Für mich war das tatsächlich der erste „persönlich erlebte“ Kirchentag und meine erste Erfahrung war, dass ich quasi „erschlagen“ wurde von all dem, was an Veranstaltungen gleichzeitig an verschiedenen Orten dargeboten wurde. Um ein Beispiel zu nennen, es wurden von Donnerstag bis Samstag jeweils zwischen 9.30 Uhr und 11.00 Uhr gleichzeitig 18 (!) verschiedene Bibelarbeiten angeboten. „Bibelarbeit“ bedeutet an dieser Stelle, dass verschiedene bekannte Personen der Zeitgeschichte, d. h. Politiker, Künstler, Wissenschaftler, Pädagogen und Theologen sich jeweils mit dem gleichen Thema auseinandersetzen, z. B. am Donnerstag mit dem Thema „Mut zum Widerspruch“ aus Markus 7, 24-30. So blieb uns als Teilnehmer nichts anderes übrig, als das wir uns nach kurzem Blick in das Programmheft für eine Veranstaltung zu entscheiden hatten und hierbei hofften, dass die jeweilige Halle nicht schon beim Eintreffen völlig überfüllt war.
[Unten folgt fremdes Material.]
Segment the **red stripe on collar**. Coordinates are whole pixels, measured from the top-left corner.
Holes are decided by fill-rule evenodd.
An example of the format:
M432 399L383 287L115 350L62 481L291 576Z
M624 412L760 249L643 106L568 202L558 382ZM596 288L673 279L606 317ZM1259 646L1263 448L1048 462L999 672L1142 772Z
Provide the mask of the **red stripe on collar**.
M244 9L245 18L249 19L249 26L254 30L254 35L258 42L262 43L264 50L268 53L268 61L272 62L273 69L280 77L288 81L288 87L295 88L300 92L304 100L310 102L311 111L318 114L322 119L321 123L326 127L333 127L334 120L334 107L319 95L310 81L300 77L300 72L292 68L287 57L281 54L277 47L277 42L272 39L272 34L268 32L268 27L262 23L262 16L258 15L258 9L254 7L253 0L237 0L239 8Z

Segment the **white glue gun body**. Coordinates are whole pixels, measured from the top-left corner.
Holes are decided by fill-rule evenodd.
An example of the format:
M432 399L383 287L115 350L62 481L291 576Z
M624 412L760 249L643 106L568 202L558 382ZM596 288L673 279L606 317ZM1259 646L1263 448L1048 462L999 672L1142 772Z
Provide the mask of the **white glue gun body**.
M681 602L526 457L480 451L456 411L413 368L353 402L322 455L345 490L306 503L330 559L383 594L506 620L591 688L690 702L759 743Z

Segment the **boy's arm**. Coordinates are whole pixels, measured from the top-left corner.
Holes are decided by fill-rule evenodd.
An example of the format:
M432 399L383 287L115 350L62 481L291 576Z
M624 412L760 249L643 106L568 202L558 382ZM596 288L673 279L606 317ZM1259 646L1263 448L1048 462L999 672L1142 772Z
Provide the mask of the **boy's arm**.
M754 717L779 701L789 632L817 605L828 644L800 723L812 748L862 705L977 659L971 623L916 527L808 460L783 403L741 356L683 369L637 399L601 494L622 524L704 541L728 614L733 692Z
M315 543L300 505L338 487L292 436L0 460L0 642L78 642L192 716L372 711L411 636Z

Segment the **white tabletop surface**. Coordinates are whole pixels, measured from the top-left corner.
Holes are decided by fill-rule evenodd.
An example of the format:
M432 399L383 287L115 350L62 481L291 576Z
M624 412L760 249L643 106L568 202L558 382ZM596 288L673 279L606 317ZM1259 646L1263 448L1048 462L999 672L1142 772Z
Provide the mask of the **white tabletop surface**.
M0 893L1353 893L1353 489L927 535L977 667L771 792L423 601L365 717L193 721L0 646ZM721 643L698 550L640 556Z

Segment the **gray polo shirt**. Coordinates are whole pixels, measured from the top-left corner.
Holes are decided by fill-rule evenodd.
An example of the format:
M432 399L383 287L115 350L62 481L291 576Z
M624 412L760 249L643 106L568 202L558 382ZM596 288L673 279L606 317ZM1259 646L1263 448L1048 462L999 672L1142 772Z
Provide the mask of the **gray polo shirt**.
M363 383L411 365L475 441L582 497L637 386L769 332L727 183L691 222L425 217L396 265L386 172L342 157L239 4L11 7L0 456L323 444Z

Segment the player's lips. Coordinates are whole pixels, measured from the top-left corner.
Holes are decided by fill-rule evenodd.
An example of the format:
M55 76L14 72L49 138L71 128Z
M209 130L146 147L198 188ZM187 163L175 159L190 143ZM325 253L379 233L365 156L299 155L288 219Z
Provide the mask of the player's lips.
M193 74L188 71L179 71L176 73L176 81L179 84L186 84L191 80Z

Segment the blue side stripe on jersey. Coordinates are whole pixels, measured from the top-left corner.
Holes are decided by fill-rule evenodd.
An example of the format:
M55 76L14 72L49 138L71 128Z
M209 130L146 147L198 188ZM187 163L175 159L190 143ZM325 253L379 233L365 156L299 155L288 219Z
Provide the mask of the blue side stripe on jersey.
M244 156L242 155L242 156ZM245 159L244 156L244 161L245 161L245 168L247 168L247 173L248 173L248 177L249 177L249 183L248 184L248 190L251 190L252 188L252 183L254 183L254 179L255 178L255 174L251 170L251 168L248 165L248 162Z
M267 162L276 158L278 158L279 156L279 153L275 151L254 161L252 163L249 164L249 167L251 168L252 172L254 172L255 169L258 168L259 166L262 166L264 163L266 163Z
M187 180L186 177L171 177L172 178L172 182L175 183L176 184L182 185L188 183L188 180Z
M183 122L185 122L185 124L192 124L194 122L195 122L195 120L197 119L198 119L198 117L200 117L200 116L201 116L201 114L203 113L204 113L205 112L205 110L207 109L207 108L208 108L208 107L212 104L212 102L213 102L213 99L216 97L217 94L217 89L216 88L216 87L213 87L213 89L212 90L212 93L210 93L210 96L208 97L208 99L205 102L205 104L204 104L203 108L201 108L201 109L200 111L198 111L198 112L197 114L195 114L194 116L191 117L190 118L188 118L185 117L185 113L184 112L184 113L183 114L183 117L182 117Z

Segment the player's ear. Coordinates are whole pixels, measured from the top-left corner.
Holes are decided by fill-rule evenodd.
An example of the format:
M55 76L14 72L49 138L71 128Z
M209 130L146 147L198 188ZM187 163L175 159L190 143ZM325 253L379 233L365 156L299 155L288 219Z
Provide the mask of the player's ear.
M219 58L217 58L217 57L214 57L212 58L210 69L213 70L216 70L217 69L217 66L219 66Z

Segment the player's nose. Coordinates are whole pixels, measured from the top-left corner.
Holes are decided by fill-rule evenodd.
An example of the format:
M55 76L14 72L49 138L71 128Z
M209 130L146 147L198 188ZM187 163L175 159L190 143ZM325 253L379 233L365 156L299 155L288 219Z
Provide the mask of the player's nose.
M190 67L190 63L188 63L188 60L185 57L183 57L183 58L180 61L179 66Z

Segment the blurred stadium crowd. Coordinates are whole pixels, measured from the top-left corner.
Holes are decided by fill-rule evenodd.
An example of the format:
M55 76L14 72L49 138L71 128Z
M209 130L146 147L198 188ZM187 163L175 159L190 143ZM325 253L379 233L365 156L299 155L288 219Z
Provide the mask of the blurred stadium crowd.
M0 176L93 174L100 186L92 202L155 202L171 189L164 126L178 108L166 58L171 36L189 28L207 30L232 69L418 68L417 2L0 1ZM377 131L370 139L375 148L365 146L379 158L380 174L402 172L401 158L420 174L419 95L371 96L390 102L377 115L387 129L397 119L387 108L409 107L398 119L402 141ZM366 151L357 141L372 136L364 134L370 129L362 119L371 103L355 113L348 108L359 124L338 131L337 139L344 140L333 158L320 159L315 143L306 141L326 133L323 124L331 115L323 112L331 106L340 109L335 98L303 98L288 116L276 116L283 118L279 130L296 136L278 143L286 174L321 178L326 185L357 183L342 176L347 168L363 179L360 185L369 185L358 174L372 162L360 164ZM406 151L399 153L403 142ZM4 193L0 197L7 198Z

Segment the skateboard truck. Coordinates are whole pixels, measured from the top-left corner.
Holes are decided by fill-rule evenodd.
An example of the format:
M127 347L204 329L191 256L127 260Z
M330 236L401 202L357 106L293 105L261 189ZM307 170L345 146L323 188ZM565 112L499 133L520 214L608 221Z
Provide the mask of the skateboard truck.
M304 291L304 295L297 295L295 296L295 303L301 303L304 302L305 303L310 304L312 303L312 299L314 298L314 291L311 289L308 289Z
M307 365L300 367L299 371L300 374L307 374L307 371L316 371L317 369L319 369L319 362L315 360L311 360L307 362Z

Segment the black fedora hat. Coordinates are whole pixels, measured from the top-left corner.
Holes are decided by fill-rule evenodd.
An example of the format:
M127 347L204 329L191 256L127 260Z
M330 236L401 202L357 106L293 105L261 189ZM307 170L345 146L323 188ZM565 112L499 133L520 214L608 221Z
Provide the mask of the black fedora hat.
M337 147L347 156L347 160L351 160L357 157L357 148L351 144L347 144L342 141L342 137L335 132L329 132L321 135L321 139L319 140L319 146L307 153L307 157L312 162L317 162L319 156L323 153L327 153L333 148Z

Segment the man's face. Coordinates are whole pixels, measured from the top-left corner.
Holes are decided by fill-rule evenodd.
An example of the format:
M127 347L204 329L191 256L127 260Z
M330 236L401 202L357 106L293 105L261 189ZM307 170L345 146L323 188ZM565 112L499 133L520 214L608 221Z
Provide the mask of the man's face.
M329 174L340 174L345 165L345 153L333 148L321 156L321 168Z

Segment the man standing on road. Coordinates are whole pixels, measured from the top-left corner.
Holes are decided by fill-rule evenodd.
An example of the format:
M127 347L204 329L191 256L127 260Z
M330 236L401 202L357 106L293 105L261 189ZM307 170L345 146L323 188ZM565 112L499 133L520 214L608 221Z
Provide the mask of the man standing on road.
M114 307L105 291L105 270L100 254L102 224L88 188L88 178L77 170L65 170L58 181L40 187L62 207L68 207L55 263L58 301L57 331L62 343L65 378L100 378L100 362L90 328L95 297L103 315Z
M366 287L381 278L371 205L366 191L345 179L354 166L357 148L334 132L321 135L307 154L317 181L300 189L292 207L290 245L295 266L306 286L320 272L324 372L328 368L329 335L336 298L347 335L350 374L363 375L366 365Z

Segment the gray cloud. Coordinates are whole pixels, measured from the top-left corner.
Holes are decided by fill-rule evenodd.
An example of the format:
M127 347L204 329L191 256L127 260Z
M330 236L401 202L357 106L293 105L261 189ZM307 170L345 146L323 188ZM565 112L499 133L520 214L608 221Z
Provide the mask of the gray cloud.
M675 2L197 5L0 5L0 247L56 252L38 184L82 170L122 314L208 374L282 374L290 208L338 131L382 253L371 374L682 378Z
Doch auch das war oft kein Problem, da einige Veranstaltungen per Lautsprecher in das schöne parkähnliche Außengelände übertragen wurden und so konnten wir am Donnerstag – bequem auf der Wiese lagernd – den Ausführungen von Bundeskanzlerin a. D. Angela Merkel zur o. g. Bibelstelle lauschen.
Getreu dem übergeordneten Motto - „mutig – stark – beherzt“ – avancierte die anglikanische Bischöfin Mariann Edgar Budde aus der Diözese Washington zum unangefochtenen Star des Kirchentages. Budde hatte beim traditionellen, in alle Welt übertragenen Gottesdienst anlässlich der Amtseinführung des neuen amerikanischen Präsidenten um Erbarmen mit Migranten und benachteiligten Minderheiten in den USA gebeten. Durch ihre mutige und beherzte Predigt wurde auch der mangelnde Widerstand der US-Zivilgesellschaft gegen die Zerstörung demokratischer Institutionen offenbar. In Hannover, wo sie mit ihrem Beitrag gleichzeitig zwei große Messehallen füllte, verurteilte sie die herrschende Tendenz zur Geringschätzung und die Abschätzigkeit, mit der heute – gerade auch über die sozialen Medien – oft über andere Menschen gesprochen wird.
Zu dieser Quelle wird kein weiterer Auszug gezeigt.